Being a good citizen molded by capitalism, I feel compelled to write today, to produce, to create novelty, even though much of my mental energy has been already spent in writing a music review that I’m thoroughly ashamed of. Good pop music often aspires to avoid attention; it seeks to seem as if its always been a part of your life’s soundtrack, mirroring your emotional highs and lows, adapting fluidly to suit your personal dramas. It seeks to be transparent, so its lens magnifies the listener and not the people who made it. But when you review pop music, you go against the grain of all of this: you listen very carefully and pay close attention to the music, you look for signs of the performers’ specific talents and peccadillos, you are acutely aware that the album is new to you, not yet integrated into your life and most likely never will be. It’s an extremely artificial condition under which to appreciate pop music, which really isn’t meant to be appreciated so much as tolerated, deployed, used as an extension of self. There is no objective point from which to assess pop music, since its function is to bridge the personal to the social, to give your private thoughts some kind of clearer expression, and feel that they are shared by others, legible to others in music form. So the review is a futile exercise in disguised publicity, since what you write about it typically matters far less than the fact that its simply being covered. This is why reviews are being supplanted by lists, because all readers really want is a cribsheet for things they should be aware of, and perhaps a sentence or two of why.
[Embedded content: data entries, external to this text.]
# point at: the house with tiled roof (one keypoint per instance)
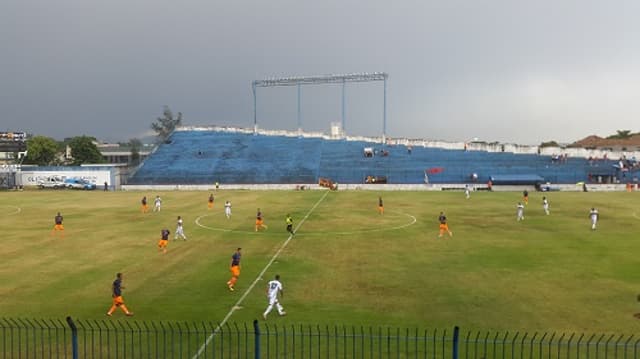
(611, 144)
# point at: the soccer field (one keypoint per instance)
(347, 264)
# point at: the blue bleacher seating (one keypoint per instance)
(205, 157)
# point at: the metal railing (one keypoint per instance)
(38, 338)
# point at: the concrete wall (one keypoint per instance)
(31, 175)
(471, 146)
(373, 187)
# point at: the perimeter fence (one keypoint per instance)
(38, 338)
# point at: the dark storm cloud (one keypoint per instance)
(499, 70)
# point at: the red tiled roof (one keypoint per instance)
(594, 141)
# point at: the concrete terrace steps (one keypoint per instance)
(202, 157)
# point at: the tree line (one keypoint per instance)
(46, 151)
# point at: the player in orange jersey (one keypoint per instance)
(58, 226)
(116, 294)
(260, 221)
(235, 269)
(144, 206)
(444, 227)
(164, 240)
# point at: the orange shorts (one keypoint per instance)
(235, 271)
(118, 300)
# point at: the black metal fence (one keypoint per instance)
(37, 338)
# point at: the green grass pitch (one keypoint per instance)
(347, 265)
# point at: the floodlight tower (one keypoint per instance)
(298, 81)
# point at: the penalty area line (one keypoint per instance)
(258, 278)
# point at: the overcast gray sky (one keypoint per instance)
(499, 70)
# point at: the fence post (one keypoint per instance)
(256, 332)
(74, 337)
(456, 341)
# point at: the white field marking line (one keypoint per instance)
(413, 221)
(258, 278)
(18, 209)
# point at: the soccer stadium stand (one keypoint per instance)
(205, 157)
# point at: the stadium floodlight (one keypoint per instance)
(321, 80)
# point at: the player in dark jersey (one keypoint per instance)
(235, 269)
(164, 240)
(144, 206)
(444, 227)
(289, 222)
(116, 294)
(210, 201)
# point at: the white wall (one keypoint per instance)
(99, 177)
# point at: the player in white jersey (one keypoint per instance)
(180, 229)
(545, 205)
(157, 204)
(520, 211)
(227, 209)
(274, 288)
(593, 214)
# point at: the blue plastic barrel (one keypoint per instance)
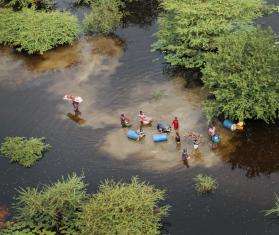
(132, 135)
(229, 124)
(160, 137)
(216, 139)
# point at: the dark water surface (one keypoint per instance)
(116, 75)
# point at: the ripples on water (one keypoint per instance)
(115, 75)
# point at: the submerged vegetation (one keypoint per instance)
(24, 151)
(37, 32)
(205, 184)
(104, 17)
(244, 76)
(66, 208)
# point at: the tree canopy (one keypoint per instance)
(244, 76)
(37, 32)
(65, 208)
(188, 29)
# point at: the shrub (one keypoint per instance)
(205, 184)
(36, 4)
(121, 208)
(37, 32)
(84, 2)
(275, 209)
(188, 29)
(24, 151)
(244, 76)
(104, 17)
(54, 208)
(65, 208)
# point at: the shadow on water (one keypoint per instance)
(115, 75)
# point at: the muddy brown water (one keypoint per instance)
(120, 74)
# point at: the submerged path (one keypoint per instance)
(116, 75)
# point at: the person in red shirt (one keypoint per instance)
(175, 124)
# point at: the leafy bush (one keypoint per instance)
(37, 32)
(24, 151)
(36, 4)
(244, 76)
(188, 29)
(121, 208)
(275, 209)
(205, 184)
(84, 2)
(54, 208)
(104, 17)
(65, 208)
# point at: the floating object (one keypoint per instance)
(133, 135)
(229, 124)
(72, 98)
(76, 118)
(160, 137)
(163, 127)
(240, 126)
(216, 139)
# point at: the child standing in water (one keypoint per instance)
(175, 124)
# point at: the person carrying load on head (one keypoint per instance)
(175, 124)
(177, 138)
(144, 120)
(211, 130)
(125, 121)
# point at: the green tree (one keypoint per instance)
(244, 76)
(188, 29)
(54, 208)
(122, 208)
(37, 32)
(24, 151)
(104, 17)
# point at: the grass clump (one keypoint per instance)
(37, 32)
(24, 151)
(123, 208)
(275, 209)
(104, 17)
(205, 184)
(66, 208)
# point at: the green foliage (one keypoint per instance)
(24, 151)
(54, 208)
(84, 2)
(37, 32)
(244, 76)
(205, 184)
(65, 208)
(35, 4)
(188, 29)
(121, 208)
(275, 209)
(104, 17)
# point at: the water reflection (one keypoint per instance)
(258, 150)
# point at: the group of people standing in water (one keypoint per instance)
(146, 121)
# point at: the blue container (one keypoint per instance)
(229, 124)
(132, 135)
(160, 137)
(216, 139)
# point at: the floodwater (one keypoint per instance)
(119, 74)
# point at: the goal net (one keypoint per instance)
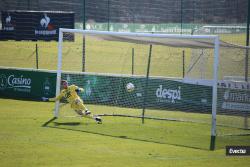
(150, 87)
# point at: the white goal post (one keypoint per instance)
(173, 40)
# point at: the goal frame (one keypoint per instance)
(216, 44)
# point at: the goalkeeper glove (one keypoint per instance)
(45, 99)
(79, 90)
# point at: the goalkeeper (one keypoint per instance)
(70, 94)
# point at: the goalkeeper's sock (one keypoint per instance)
(98, 120)
(87, 112)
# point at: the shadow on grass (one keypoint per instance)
(56, 125)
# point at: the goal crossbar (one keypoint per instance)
(209, 41)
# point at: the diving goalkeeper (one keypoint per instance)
(70, 94)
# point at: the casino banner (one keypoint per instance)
(34, 25)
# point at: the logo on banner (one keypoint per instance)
(46, 87)
(168, 95)
(8, 24)
(3, 82)
(19, 84)
(45, 27)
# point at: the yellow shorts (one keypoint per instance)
(77, 105)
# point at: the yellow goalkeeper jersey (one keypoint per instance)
(70, 94)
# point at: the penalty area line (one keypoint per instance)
(49, 121)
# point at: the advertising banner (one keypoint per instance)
(26, 84)
(35, 25)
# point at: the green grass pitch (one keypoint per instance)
(74, 142)
(24, 141)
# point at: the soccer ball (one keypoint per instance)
(130, 87)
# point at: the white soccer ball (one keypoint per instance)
(130, 87)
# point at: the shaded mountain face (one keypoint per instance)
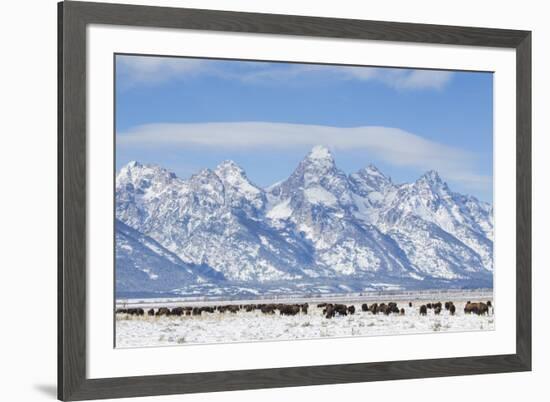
(319, 226)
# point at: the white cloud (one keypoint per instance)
(392, 145)
(157, 70)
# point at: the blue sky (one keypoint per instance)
(188, 114)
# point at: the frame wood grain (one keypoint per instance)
(73, 18)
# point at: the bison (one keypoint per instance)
(163, 311)
(329, 311)
(289, 309)
(476, 308)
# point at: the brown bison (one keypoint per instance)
(374, 308)
(329, 311)
(289, 309)
(163, 311)
(177, 311)
(476, 308)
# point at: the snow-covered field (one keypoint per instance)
(134, 331)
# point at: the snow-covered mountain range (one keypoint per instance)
(318, 231)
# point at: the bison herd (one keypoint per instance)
(469, 308)
(329, 310)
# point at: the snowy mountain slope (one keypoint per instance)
(142, 263)
(319, 225)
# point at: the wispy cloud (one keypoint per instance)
(391, 145)
(147, 70)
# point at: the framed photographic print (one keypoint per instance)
(255, 200)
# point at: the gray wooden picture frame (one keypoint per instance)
(73, 18)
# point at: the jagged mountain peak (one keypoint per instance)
(318, 223)
(143, 176)
(228, 167)
(319, 159)
(432, 177)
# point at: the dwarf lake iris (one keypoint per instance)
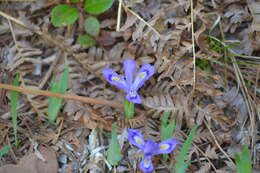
(128, 83)
(150, 148)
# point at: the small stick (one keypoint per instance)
(119, 16)
(64, 96)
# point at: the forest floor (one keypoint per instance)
(207, 60)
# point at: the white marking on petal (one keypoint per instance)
(138, 140)
(164, 146)
(147, 163)
(115, 79)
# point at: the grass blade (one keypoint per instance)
(14, 102)
(243, 161)
(167, 129)
(114, 153)
(181, 165)
(55, 103)
(4, 150)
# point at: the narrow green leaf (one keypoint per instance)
(129, 109)
(63, 15)
(14, 101)
(4, 150)
(243, 161)
(114, 154)
(86, 40)
(55, 103)
(167, 129)
(64, 82)
(180, 166)
(92, 26)
(75, 1)
(97, 6)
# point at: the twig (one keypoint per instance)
(119, 15)
(193, 45)
(211, 164)
(218, 145)
(64, 96)
(49, 72)
(146, 23)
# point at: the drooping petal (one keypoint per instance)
(133, 97)
(167, 146)
(146, 165)
(129, 69)
(143, 74)
(113, 78)
(135, 138)
(150, 148)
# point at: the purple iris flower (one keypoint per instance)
(129, 84)
(150, 148)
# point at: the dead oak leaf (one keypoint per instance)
(32, 164)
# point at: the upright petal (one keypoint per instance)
(133, 97)
(150, 148)
(143, 74)
(167, 146)
(113, 78)
(129, 69)
(135, 138)
(146, 165)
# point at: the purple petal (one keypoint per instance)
(146, 165)
(144, 74)
(133, 97)
(150, 148)
(129, 69)
(135, 138)
(167, 146)
(113, 78)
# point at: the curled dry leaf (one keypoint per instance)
(32, 164)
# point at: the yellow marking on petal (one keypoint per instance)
(138, 140)
(115, 79)
(141, 75)
(132, 93)
(164, 147)
(146, 163)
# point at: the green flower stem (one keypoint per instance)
(129, 109)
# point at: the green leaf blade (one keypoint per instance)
(55, 103)
(167, 129)
(181, 166)
(86, 40)
(14, 102)
(92, 26)
(63, 15)
(4, 150)
(114, 153)
(97, 6)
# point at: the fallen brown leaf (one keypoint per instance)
(32, 164)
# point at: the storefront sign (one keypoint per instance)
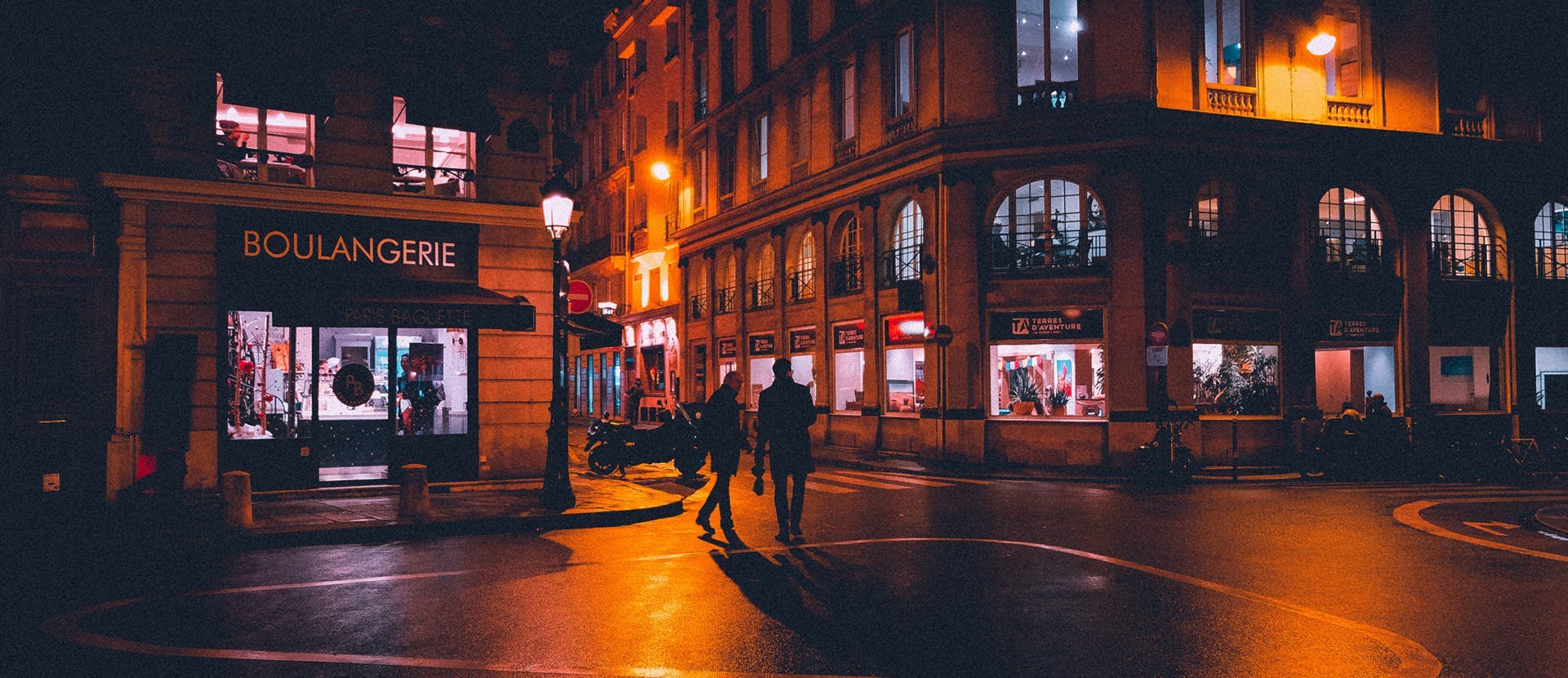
(274, 245)
(908, 328)
(802, 339)
(761, 344)
(849, 337)
(1361, 328)
(1071, 323)
(353, 385)
(1236, 325)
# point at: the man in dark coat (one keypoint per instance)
(784, 413)
(725, 439)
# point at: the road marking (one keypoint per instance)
(1414, 661)
(1484, 526)
(862, 482)
(1410, 515)
(884, 476)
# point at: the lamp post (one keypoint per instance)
(557, 206)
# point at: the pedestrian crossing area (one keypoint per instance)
(847, 480)
(1435, 490)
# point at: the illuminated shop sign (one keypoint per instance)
(849, 337)
(274, 245)
(1071, 323)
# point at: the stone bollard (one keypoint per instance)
(414, 497)
(237, 499)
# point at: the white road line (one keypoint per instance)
(1410, 515)
(1414, 661)
(828, 488)
(862, 482)
(908, 479)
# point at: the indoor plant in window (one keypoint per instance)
(1058, 402)
(1022, 391)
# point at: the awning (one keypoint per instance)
(595, 332)
(402, 303)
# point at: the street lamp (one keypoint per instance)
(557, 206)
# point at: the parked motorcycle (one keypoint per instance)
(613, 446)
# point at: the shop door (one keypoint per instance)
(433, 393)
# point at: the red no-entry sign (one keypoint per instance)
(579, 297)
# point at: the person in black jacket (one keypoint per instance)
(726, 441)
(784, 413)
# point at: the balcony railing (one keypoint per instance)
(844, 277)
(1232, 100)
(760, 294)
(698, 306)
(724, 300)
(1465, 123)
(802, 284)
(1349, 112)
(1048, 95)
(431, 181)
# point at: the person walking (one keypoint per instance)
(725, 439)
(784, 413)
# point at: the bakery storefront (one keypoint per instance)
(347, 347)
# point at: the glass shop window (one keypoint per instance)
(1465, 378)
(1236, 378)
(264, 145)
(849, 380)
(430, 160)
(1048, 378)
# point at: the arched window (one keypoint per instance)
(1462, 243)
(1048, 225)
(844, 275)
(760, 284)
(1551, 242)
(1213, 214)
(804, 275)
(700, 300)
(1349, 236)
(725, 296)
(908, 234)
These lists are especially emblematic of American culture because they epitomize the quantitative nature of it. American culture is about managing quantities, about maximizing our cultural throughput; this allows our consumption behavior to match our production behavior — we are maximizing utility, consuming the most amount of stuff we can in our cherished leisure time. But most of us sort of hate these lists even as we feel compelled to read them. I had this feeling reading the Village Voice Pazz and Jop lists, those irresistible annoyances; I need to see the list to have some context for my own preferences, which are then subtly altered by the list itself, which works to bring me in line, normalize my critical tastes the way essay-test graders must be normalized, trained to agree the other graders what consititutes passing or non-passing. Criticial criteria has to be social to have any kind of relevance to anyone besides yourself, I suppose. But well-trained in the supposed supreme autonomy of our tastes, we struggle against this, balk at the creeping sense that our tastes are not ever formed in a vacuum. Our tastes are always deriviative, regardless of capitalist propaganda celebrating our unique preferences as signs and expressions of the blessed pure freedom it grants us. We know we need to read lists like the Village Voice to develop our taste and hone it, bring it within the realm of acceptable, yet we also stubbornly believe that our tastes need no shaping, no normalizing, and are absolutely ontologically perfect they way they were born into us. Encouraged by consumer-capitalist prerogatives to believe our tastes, our consumption preferences, reveal our true inherent selves, we feel our soul being robbed from us when we read these lists and become aware at how they are molding us — suddenly the true self is muddled, cluttered with “inauthentic” socially influenced preferences.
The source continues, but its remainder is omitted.